El problema es complejo y de raíces profundas: el machismo estructural que arrastramos por generaciones, la dependencia económica que atrapa a tantas mujeres y la explosión de salud mental que aún permanece invisible y silenciada. No basta con aprobar leyes; debemos transformar la cultura, sanar las heridas y ofrecer caminos nuevos hacia la igualdad y el respeto.
Lo valioso de esta iniciativa es que no se queda en declaraciones. Plantea metas claras, medibles y transparentes.
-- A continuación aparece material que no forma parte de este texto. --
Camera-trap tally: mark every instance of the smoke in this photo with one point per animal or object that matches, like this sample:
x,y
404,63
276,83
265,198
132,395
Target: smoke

Cada caso será analizado, cada falla revisada y cada vida perdida convertida en lección para no repetirla. Entre sus innovaciones destacan los tribunales especializados en género, con jueces formados en la materia; el uso de brazaletes electrónicos para garantizar protección real; y programas de empleo, crédito y capacitación para mujeres en riesgo o en proceso de reconstruir su independencia.
En nuestro país ya existen ejemplos que muestran el camino. El programa “Ciudad Mujer”, en Santo Domingo Oeste, ha demostrado que cuando se concentran servicios de salud, justicia, educación y apoyo económico en un mismo espacio, muchas mujeres logran salir adelante y recuperar su vida. Del mismo modo, el Centro de Atención Integral a la Violencia de Género de Santiago ha evidenciado cómo el trabajo coordinado entre instituciones puede salvar vidas.
En el Distrito Nacional también se reflejan avances concretos en la atención directa a víctimas. Actualmente operan dos apartamentos de acogida bajo gestión estatal, con funciones diferenciadas: la apartamento de Acogida de miedo, enfocada en atención inmediata y temporal para casos urgentes, y la apartamento de Acogida Modelo, orientada a procesos más prolongados de recuperación y autonomía personal.